Yet the vote is “more of a blow to the premier’s pride than his position”. Hungary is unlikely to be stripped of its voting rights, as this needs unanimity among other EU members. And domestically, the vote may further boost his image “as the scourge of pro-migration European elites”.
By voting to censure Orbán, the parliament is demonstrating “that its technocratic arrogance has now reached such dizzy heights that it presumes the moral authority to punish nation states for doing what their own people… have asked them to do”, says Brendan O’Neill in The Spectator.
Orbán and his party were “freely and fairly elected”, winning more than 49% of the vote this year. Such “bully-boy” tactics simply underline that “the right of people to determine the destiny of their nation is one of the great causes of our time”.

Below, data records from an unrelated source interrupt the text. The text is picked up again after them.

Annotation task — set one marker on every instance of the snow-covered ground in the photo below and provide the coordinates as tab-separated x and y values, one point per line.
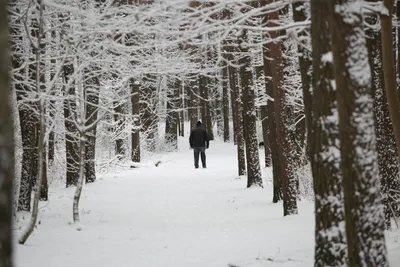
175	215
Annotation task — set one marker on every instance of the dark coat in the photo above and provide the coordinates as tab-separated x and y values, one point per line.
199	138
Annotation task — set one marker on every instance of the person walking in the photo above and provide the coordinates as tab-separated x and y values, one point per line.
199	142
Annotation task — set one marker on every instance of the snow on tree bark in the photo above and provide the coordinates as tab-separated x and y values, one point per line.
6	146
305	62
92	91
148	117
135	154
249	116
283	123
363	208
225	98
272	136
330	235
388	163
171	125
71	132
27	118
239	120
40	89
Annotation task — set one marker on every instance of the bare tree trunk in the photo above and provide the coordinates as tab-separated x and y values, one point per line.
79	186
225	100
192	91
239	125
71	133
386	144
305	62
6	147
92	91
272	134
283	123
203	102
389	71
149	120
362	200
119	110
42	128
250	118
171	125
330	245
181	115
28	118
233	84
135	156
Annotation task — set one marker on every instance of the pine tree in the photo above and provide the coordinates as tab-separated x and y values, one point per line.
363	208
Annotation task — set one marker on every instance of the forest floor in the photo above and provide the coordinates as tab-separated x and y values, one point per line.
174	215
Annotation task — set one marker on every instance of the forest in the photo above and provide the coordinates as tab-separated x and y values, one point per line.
304	93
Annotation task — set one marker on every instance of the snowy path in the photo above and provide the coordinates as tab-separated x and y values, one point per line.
172	215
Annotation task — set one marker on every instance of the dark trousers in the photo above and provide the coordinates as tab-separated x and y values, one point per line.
202	152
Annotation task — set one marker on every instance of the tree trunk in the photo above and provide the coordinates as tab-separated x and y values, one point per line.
225	100
79	186
192	91
92	91
71	132
40	88
232	85
119	110
148	117
363	208
250	118
283	124
6	147
385	142
389	71
171	125
305	62
272	134
182	106
135	155
239	126
398	46
203	102
330	245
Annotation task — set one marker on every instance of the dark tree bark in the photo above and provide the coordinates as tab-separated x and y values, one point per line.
203	102
6	146
92	90
25	116
239	125
225	99
232	85
389	71
27	122
249	117
330	236
171	125
148	116
119	110
305	62
362	200
135	155
386	144
181	115
260	70
207	103
283	124
271	125
71	132
192	91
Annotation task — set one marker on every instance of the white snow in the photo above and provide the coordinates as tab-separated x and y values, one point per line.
175	215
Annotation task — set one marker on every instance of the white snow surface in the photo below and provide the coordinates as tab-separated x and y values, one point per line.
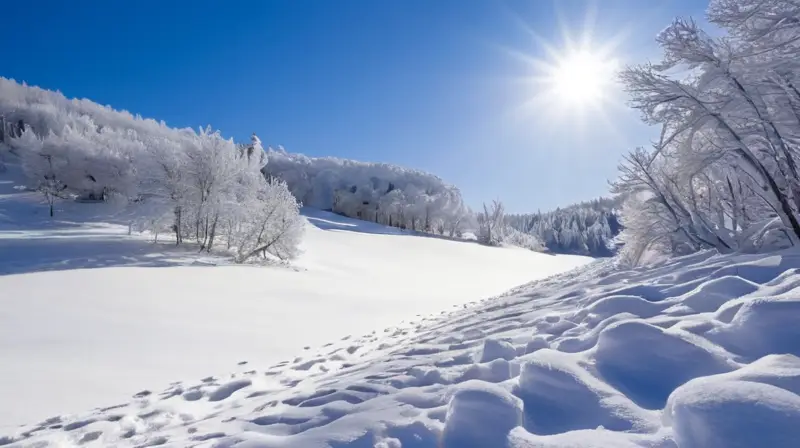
90	315
697	352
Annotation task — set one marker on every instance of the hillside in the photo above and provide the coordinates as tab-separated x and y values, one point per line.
108	313
701	351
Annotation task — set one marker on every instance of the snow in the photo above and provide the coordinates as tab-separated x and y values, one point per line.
91	316
700	352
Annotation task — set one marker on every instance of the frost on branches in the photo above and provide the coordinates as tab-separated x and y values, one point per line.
195	185
724	172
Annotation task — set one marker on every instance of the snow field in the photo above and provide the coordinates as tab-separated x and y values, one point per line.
577	360
106	313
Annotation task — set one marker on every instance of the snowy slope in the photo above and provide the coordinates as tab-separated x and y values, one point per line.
701	352
73	335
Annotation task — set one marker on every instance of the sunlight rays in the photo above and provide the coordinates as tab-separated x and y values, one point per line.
573	80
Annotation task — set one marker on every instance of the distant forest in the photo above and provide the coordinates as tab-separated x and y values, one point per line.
586	228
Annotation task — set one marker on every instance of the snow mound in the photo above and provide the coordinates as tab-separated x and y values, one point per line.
734	414
648	363
699	351
480	415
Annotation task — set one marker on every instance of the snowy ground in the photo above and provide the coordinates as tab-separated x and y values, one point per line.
73	335
701	352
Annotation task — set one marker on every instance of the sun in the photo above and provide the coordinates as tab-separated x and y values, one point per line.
581	78
571	81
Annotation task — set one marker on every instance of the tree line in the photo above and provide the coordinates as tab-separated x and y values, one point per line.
723	173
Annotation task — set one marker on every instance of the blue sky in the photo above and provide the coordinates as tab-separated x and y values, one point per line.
427	84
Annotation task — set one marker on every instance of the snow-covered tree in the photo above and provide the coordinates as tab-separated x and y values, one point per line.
195	184
728	153
382	193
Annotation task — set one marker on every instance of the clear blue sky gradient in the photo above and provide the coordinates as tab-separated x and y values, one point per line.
421	83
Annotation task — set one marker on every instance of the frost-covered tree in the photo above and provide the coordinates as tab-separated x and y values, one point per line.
44	165
586	228
727	159
383	193
195	184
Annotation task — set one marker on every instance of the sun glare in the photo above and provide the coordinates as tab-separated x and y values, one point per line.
581	78
570	82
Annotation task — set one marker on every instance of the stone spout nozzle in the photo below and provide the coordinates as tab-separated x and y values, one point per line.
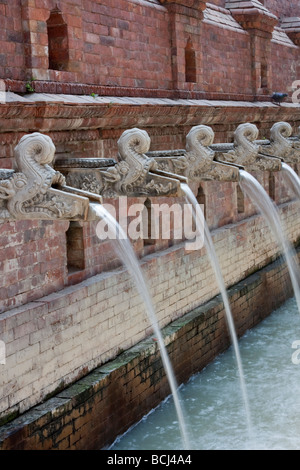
90	213
174	179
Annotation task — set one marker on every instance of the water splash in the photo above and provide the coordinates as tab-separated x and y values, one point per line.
265	205
216	267
127	255
291	178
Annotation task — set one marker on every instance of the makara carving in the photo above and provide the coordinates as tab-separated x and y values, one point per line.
197	162
28	193
280	145
248	153
135	174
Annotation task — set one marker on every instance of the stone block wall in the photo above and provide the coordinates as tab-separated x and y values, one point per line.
92	412
146	48
57	339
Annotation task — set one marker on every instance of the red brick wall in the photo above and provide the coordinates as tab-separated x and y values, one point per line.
226	60
32	260
133	45
91	413
283	8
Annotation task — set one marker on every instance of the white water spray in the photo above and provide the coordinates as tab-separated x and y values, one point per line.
291	178
215	264
265	205
127	255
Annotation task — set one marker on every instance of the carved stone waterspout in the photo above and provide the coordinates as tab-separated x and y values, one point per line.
28	193
135	174
280	145
246	152
196	162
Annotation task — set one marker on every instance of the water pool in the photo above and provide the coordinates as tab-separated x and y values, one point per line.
212	401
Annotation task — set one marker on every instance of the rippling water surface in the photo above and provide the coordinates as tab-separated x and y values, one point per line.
212	401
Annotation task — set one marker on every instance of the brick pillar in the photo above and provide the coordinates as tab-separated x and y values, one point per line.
259	22
35	40
292	28
185	26
44	22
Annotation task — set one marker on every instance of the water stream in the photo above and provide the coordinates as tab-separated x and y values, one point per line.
220	280
291	178
127	255
213	402
268	209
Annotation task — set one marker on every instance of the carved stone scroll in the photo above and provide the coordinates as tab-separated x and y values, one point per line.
280	145
135	174
27	192
248	153
197	162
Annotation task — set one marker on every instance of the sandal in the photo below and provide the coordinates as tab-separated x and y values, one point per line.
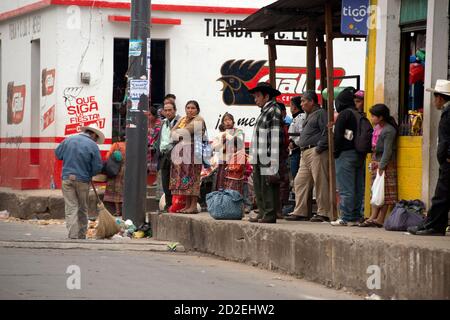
190	212
370	224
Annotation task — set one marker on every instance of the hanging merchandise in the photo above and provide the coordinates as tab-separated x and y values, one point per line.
416	73
420	54
415	119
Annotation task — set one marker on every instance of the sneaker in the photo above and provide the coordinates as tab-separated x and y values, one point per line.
339	222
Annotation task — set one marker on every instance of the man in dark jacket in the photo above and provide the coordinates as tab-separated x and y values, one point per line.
81	161
349	163
313	170
265	149
437	219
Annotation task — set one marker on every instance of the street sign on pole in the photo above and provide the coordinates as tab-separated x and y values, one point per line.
354	17
135	186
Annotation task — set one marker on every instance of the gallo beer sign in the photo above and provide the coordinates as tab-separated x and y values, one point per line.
238	76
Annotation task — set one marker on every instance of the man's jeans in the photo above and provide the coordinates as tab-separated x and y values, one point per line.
350	183
76	195
294	163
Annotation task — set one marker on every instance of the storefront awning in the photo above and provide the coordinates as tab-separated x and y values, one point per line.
290	15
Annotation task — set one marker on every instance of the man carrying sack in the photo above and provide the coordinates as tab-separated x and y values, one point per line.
437	217
81	161
265	152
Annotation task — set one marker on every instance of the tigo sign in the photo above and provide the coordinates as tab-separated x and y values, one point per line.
354	17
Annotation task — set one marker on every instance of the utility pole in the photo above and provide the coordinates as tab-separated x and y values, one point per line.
138	90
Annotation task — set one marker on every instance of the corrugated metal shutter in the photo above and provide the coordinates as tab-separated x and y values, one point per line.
413	11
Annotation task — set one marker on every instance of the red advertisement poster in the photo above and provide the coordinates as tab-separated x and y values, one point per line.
16	103
48	82
49	117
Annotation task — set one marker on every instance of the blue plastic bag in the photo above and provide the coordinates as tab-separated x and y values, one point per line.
225	205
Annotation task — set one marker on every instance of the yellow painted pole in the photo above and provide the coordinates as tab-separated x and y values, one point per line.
369	96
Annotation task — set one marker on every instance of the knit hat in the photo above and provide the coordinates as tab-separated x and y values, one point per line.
310	95
359	94
345	99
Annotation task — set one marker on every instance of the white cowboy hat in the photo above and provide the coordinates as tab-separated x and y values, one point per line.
442	87
96	130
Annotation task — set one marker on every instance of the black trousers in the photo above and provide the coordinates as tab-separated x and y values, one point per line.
267	195
165	165
437	217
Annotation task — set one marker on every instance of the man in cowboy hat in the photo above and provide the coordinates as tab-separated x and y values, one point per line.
81	161
437	217
265	153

Nonsense, says Phillip Collins in The Times. Orbán “stands in defiance of the rule of law and respect for human rights”. He “has made it a criminal offence for lawyers to help asylum seekers”, while “critical judges have been replaced in a torrent of vicious rhetoric”.
Emerging evidence of “fake voter registration, forged polling-station voting records and intimidation of ballot officials” tarnishes his election victory. “If a country starts to slide away from democracy it is not an intrusion into national affairs for the EU to state its opposition.”